La fascination pour l’IA conduit nos cerveaux à penser différemment

L’intelligence artificielle (IA) est devenue un sujet de débat intense, suscitant des questions sur son impact potentiel sur notre cerveau et notre société. Les smartphones et l’intelligence artificielle ont indéniablement transformé notre société et notre manière de vivre. Aujourd’hui, nos vies sont rythmées par les écrans : smartphone, ordinateur, télévision, tablette, qui nous informent, nous divertissent, et nous relient aux autres et surtout apporter une base de l’intelligence artificielle. Les écrans sollicitent en permanence notre système de récompense cérébral, influençant durablement les circuits neuronaux liés à l’attention, à  la gestion des émotions et à la prise de décision  en atteignant assurément notre santé mentale.

Or, l’utilisation exagérée d’outils d’IA altère les capacités cognitives humaines.  L’intelligence artificielle simplifie nos tâches, mais affaiblit-elle notre esprit  en réduisant la pensée autonome ? En particulier, les recherches suggèrent qu’une dépendance excessive à l’IA peut entraîner une atrophie cognitive, une diminution des capacités d’analyse et une altération des capacités de prise de décision, ce qui soulève des questions sur les conséquences à long terme pour la santé mentale et la résilience cognitive.La facilité d’accès à l’information grâce à l’IA peut modifier notre manière d’apprendre et de mémoriser. L’incorporation de l’IA à l’intelligence humaine réside dans sa capacité d’influencer la neuroplasticité du cerveau humain. L’IA pourrait nous permettre de nous concentrer sur des activités qui nécessitent une pensée critique et une innovation, plutôt que de nous enliser dans des tâches répétitives et routinières.

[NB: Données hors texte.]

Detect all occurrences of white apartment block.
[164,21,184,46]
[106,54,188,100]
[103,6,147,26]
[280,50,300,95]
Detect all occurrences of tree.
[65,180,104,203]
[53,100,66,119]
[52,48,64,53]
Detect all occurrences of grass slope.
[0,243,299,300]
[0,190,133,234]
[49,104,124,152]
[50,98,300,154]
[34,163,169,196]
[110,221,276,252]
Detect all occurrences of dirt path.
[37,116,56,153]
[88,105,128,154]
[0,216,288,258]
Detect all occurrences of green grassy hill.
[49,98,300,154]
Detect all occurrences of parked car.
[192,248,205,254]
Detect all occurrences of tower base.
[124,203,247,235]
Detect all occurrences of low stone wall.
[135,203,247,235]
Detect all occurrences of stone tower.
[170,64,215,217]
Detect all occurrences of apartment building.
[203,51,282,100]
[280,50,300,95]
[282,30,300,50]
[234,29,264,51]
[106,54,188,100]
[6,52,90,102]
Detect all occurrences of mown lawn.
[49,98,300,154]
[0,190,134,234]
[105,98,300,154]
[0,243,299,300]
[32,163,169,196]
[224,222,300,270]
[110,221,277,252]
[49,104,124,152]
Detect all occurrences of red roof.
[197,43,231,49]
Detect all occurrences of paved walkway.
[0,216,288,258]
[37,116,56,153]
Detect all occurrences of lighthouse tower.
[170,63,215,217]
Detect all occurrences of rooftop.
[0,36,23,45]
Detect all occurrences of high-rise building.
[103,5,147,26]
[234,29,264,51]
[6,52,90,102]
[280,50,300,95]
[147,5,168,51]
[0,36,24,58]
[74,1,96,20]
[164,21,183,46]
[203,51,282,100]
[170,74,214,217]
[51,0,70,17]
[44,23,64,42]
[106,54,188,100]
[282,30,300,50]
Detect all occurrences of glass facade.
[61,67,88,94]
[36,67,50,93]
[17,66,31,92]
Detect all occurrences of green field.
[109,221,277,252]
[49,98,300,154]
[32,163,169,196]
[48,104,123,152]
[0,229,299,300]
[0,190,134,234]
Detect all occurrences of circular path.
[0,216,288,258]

Les smartphones et l’intelligence artificielle ont indéniablement transformé notre société et notre manière de vivre. Des recherches ont suggéré que l’utilisation excessive des smartphones pourrait être associée à des modifications structurelles du cerveau.

L’exposition prolongée à la lumière bleue émise par les écrans de smartphones perturbe la production de mélatonine, l’hormone régulant le sommeil. Une étude a montré que deux heures d’exposition à la lumière d’un écran rétroéclairé peuvent diminuer la sécrétion de mélatonine d’environ 22 %, retardant ainsi l’endormissement et affectant la qualité du sommeil.

Une étude de 2011 a révélé une diminution locale du volume de matière grise chez les individus présentant une dépendance à Internet, bien que ces résultats doivent être interprétés avec prudence en raison de la plasticité cérébrale et de la nécessité de recherches supplémentaires pour établir une causalité directe.​Cependant, il est essentiel de rester vigilants quant à leur impact sur notre cerveau et notre santé mentale. Néanmoins quelques études font état de conséquences surprenantes à prendre avec attention.

En bref il serait bon d’encourager des moments de déconnexion, comme des périodes sans écran ou des activités en plein air, ce qui pourrait  aider à réduire la dépendance et à favoriser le bien-être mental.​ Cela passe par une éducation numérique adaptée, une régulation personnelle de notre usage des écrans?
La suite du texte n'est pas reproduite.